The auditing style of evaluation, where an auditor plays the role of an individual seeking advice, while also costly, can provide a richer understanding of the educational process itself. For example, an audit targeted more toward assessing financial education could assess whether consumers were told about trade-offs between risk and return or the benefits of diversification. The audit can measure the time spent by advisors educating their clients and whether the advisor checks for understanding.

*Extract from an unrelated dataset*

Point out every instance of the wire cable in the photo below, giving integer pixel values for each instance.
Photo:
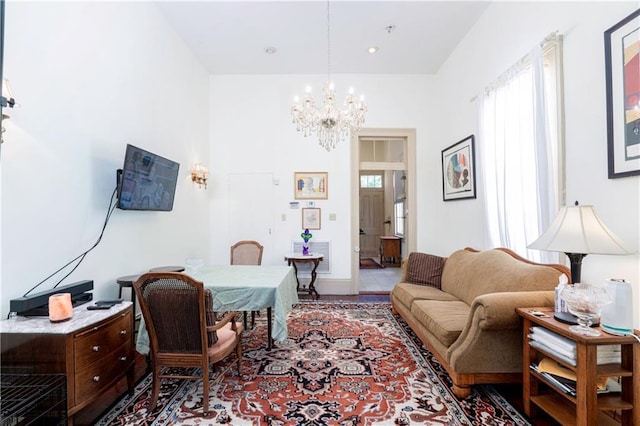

Although auditing is costly in evaluating human advisors, it is considerably easy with robo-advising because auditors do not have to physically travel to the agencies. Another advantage is that the “visit” is identical, so multiple auditors can be used to control for reviewer reliability. A rubric can be easily created for these audits as compared to live visits, and records of the visits could be easily kept. For example, the rubric could include: (1) the information requested from the consumer; (2) the type of basic financial education that is provided; (3) whether an explanation of algorithms and how they work is provided to the consumer; and (4) the recommendations that are given and the rationale for the recommendations.
10D. Public Communication
The issue of the quality of the education and information provided by financial advising are extremely important because most people receiving advice frequently make important financial decisions. Despite a fair amount of research on financial advising, the empirical question of the extent that financial advising – robo or otherwise – results in the acquisition of financial literacy is still an open question. The question is an important one. If consumers are supposed to learn from their financial experiences, the quality of the information they receive needs to be examined. If the results of these investigations find that little good knowledge is acquired, then this problem needs to be addressed. This is particularly true as consumers move toward automated products that may not fully explain their features and limitations.
Individuals seeking advice from professional advisors or through automated advising websites is not as well defined as other groups in this paper, but a growing literature exists about how professional advice is given to consumers. Focused research, however, on what people actually learn from the information received from professional or automated advisors is limited, offering opportunities for further research.